In your efforts to control outcomes, you leave no room for mistakes.  Striving for high standards may be a good thing but it can cross the line of being healthy when it becomes an obsession.  A lot of the stresses of a ‘high-powered’ career woman can be alleviated by a willingness to delegate.  Yet she imagines that the consequences of not doing the work herself will add to her burdens.  Nobody can do it better than I can, is a common protestation.  If this is you, let go of perfectionism.  What you deem to be perfect is only one way of looking at things, and giving up your idea of what is perfect will relieve you of so many of the unecessary burdens you’ve chosen to carry.  Accept that mistakes may be made by those to whom you delegate the work.  Allow room for mistakes to be made, knowing that it will correct itself in time. 

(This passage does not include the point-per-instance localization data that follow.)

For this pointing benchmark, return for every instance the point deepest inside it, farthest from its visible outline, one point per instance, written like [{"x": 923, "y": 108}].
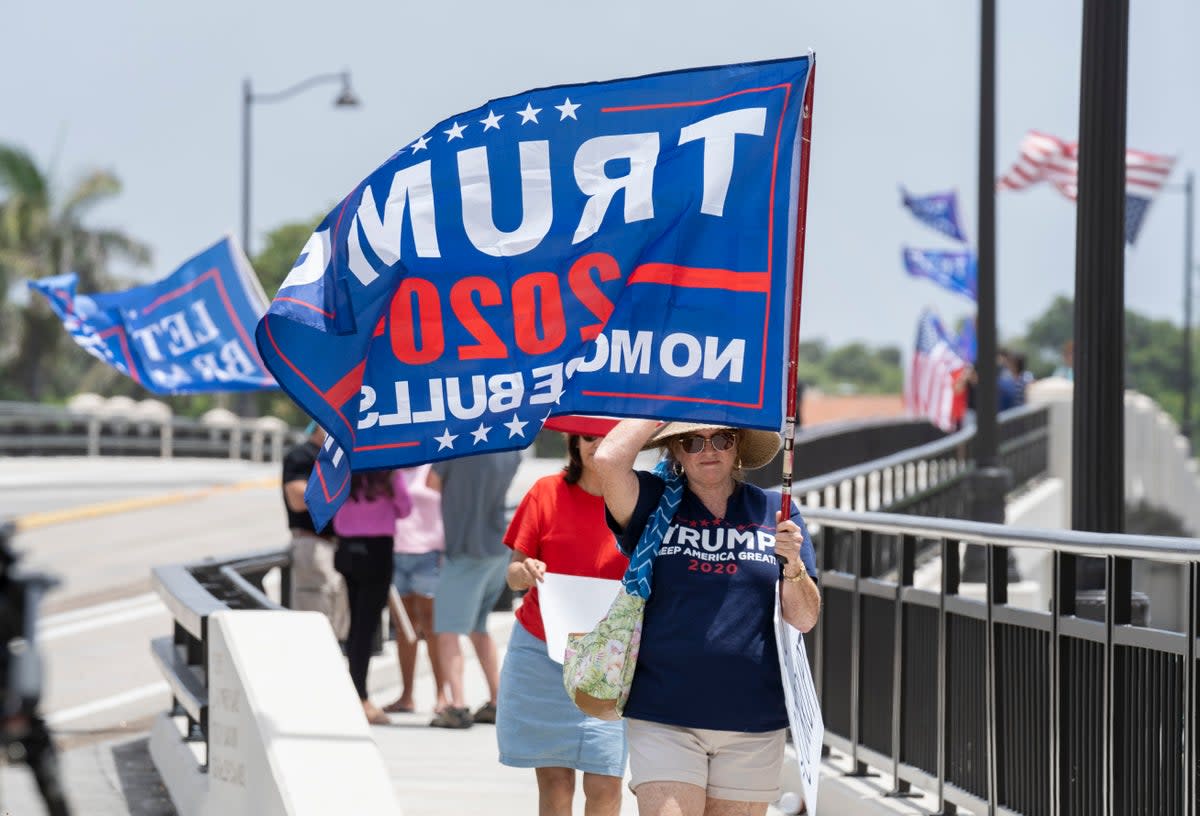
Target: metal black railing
[
  {"x": 930, "y": 480},
  {"x": 193, "y": 592},
  {"x": 996, "y": 708}
]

#4  Create Distance From Your Critical Voice

Take a moment to notice that critical voice in you.  Pay attention to what it’s saying to you:  You’re a bad mother.  You’re a heartless bitch.  You’re not good enough.  You stupid woman.  You’ve done it again, haven’t you!  

This is the voice of your inner critic.  But you have adopted it as your own voice and you are totally convinced about what it is saying to you.  Reclaim your power from your inner critic by acknowledging that you are not your inner critic and it is not you.  It is just a voice that has taken on the messages from certain authorative figures in your life.  Creating a distance from your inner critic and its beratings will allow you to assess yourself in every situation more rationally instead of automatically buying into what it is saying. 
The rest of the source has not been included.